The United States in Vietnam and Japan in China
Published online by Cambridge University Press: 05 January 2013
American national strategies, not to say many others, have long made a distinction between major wars and minor conflicts. Over the years the terminology has changed but the essential concepts remain. In the United States, for example, the Joint Chiefs of Staff, America's military high command, use the terms general war and limited war. A general war is an armed conflict in which the total resources of the belligerents are involved and their national survival is at stake. Limited war denotes a lesser conflict, one in which there is open fighting between military forces of two or more nations but basic existence is not at issue. The limited war falls short of the major war situation. During the high Cold War, when the nuclear confrontation between the United States and the Soviet Union stood at the fore, different terms denoted these concepts. Military strategists then utilized the phrases “central war” and “peripheral war” in these same contexts. The central war would have been a direct conflict between Washington and Moscow. Peripheral war could be indirect and could take place anywhere around the world that forces, and not necessarily American or Soviet forces, were in contact.

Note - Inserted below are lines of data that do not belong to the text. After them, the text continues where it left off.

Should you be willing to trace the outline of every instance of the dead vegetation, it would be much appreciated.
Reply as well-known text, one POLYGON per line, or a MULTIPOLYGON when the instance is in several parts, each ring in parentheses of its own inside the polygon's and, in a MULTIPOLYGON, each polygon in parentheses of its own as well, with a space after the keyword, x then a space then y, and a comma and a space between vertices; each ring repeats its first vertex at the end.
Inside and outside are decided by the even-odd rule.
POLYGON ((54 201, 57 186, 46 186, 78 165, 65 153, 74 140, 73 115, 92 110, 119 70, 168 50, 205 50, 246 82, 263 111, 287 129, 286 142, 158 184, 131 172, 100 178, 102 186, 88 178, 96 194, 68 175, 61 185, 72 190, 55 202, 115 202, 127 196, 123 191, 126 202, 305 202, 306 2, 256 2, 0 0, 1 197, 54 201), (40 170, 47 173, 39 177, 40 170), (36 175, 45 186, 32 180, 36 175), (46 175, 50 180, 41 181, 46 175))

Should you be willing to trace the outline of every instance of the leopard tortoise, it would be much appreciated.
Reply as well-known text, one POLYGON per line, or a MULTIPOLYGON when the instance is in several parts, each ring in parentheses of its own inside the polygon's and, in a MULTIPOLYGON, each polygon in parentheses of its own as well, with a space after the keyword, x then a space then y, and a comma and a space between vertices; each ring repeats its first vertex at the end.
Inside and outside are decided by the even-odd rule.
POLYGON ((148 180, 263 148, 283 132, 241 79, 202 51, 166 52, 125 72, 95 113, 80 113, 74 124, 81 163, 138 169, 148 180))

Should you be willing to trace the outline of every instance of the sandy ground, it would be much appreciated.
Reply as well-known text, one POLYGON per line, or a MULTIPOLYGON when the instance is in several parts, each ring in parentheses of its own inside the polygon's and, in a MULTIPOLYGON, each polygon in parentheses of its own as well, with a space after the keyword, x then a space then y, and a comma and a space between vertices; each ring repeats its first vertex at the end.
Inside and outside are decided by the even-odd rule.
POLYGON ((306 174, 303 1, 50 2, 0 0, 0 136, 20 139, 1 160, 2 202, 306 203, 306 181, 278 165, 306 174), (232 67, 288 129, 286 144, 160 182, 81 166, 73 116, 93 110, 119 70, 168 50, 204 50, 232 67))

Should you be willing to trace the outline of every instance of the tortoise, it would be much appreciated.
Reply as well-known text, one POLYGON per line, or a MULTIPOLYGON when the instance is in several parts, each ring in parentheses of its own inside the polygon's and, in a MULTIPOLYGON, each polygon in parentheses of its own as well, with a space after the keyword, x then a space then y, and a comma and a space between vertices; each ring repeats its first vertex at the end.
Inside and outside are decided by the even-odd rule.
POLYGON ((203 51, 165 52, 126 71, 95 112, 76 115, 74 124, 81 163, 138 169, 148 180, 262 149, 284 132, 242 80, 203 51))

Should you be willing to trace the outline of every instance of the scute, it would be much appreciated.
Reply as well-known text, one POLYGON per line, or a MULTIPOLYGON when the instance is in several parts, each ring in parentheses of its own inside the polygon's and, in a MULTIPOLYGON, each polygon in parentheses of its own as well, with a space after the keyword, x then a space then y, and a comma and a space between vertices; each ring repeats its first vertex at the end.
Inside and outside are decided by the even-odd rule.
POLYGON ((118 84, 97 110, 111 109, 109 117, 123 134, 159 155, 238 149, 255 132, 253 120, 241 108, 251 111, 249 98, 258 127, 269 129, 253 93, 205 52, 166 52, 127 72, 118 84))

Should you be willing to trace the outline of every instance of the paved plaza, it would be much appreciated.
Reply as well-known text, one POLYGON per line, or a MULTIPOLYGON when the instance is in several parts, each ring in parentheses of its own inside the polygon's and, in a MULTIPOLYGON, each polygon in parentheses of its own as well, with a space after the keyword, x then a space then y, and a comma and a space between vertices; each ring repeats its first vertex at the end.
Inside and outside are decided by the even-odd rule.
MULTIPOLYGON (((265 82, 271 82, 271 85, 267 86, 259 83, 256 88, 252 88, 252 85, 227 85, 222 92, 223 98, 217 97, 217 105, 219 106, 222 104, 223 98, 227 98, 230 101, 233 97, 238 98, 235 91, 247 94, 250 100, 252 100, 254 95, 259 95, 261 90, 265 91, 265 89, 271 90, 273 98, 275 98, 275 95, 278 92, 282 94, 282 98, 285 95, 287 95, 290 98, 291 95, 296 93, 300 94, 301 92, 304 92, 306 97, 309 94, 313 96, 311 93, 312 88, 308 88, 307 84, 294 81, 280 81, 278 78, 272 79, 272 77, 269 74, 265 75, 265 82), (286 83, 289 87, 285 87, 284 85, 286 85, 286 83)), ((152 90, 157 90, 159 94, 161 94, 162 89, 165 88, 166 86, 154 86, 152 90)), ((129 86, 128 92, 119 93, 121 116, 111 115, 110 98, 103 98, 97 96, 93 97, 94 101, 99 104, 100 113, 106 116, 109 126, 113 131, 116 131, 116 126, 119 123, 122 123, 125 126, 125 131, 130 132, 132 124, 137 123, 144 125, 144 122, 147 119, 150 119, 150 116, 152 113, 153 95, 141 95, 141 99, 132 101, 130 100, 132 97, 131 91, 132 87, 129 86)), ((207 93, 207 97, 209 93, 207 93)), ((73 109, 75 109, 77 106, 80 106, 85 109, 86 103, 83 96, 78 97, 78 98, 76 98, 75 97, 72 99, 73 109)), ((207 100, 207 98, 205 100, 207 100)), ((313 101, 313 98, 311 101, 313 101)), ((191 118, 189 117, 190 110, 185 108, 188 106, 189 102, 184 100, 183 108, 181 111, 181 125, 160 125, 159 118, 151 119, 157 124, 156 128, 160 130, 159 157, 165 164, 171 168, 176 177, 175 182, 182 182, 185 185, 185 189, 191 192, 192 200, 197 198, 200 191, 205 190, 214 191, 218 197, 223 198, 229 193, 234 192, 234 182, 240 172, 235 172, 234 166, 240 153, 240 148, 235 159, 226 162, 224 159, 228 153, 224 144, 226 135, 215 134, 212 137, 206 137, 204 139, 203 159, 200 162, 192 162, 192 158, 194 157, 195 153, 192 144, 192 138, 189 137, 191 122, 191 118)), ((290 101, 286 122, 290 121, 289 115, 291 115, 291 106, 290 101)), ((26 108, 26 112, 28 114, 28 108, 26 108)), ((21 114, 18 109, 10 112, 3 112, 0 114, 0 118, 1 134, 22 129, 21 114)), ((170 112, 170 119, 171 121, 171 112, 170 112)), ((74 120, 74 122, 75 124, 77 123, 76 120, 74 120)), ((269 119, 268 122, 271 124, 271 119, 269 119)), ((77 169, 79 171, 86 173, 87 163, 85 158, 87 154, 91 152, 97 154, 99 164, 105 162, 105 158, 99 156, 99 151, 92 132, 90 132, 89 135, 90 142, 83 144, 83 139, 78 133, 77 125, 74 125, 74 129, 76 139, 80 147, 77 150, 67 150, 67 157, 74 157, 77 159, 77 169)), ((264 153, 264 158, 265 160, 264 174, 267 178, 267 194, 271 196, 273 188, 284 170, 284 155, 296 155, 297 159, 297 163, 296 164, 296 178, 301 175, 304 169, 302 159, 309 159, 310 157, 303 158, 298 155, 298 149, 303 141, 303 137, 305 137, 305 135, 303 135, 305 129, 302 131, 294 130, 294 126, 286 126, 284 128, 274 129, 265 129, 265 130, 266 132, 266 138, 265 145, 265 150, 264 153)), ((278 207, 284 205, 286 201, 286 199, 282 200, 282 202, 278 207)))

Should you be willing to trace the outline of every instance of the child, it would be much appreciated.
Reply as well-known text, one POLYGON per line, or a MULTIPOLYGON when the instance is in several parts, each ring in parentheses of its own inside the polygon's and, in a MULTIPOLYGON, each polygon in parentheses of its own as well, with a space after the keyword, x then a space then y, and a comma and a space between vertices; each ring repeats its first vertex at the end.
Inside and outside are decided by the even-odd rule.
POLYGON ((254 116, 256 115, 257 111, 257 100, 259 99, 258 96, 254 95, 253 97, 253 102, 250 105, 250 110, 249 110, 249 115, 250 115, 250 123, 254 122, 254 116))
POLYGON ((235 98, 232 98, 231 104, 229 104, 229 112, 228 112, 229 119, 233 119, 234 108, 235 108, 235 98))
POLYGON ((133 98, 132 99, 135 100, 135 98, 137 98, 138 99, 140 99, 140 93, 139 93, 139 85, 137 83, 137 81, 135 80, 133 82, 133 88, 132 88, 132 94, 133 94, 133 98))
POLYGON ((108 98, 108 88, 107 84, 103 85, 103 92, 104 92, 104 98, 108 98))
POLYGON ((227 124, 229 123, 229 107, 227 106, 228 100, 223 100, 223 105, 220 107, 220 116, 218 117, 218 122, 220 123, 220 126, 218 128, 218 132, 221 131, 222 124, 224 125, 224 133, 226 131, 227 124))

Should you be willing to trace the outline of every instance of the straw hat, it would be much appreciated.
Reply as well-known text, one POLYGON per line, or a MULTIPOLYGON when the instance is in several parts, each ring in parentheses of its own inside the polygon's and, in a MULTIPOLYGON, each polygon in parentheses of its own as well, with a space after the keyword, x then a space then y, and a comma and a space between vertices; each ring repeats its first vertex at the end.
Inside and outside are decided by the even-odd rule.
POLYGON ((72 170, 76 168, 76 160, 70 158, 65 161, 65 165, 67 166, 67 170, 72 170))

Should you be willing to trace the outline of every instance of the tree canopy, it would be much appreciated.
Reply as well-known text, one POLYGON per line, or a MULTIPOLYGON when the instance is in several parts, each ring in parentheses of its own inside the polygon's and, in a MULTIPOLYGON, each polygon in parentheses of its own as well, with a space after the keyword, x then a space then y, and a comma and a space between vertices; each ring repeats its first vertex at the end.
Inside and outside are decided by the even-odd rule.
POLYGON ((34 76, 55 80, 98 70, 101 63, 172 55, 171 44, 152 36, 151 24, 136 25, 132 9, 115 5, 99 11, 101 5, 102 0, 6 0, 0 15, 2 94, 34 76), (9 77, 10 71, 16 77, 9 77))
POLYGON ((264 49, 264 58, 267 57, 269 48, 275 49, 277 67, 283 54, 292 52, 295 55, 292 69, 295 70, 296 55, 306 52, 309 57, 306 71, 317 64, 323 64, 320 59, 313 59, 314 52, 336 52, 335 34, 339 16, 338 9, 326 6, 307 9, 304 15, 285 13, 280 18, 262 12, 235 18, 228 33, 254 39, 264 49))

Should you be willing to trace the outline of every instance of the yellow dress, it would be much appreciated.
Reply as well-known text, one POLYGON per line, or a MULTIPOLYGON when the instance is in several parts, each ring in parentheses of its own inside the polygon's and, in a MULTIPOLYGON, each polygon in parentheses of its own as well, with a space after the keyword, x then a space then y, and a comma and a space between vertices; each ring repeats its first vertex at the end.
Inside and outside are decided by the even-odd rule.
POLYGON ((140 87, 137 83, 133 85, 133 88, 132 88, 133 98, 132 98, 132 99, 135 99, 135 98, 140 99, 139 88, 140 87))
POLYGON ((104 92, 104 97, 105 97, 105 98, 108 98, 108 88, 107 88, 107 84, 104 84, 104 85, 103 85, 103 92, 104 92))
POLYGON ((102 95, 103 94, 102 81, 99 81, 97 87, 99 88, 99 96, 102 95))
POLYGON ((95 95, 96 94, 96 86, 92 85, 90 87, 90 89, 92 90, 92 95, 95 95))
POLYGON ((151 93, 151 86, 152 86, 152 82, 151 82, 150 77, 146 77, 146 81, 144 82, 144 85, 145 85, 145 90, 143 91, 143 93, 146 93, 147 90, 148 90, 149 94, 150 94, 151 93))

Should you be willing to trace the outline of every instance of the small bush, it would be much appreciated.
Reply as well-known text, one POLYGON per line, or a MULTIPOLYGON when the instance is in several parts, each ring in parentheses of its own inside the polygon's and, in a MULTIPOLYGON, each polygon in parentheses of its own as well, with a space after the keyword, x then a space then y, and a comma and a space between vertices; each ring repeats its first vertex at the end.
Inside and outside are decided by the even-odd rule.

This chapter aims to examine the impact of lesser conflicts upon the overarching security interests and key capabilities of major powers. For this purpose, I adopt the terminology of the earlier age, the age of the nuclear strategists, that is, “central” versus “peripheral” war. Note that no a priori judgments are being implied thereby: This examination of peripheral wars does not posit that the arenas of conflict lacked importance to the major powers, were geographically or economically unimportant, or in fact inferior in any respect.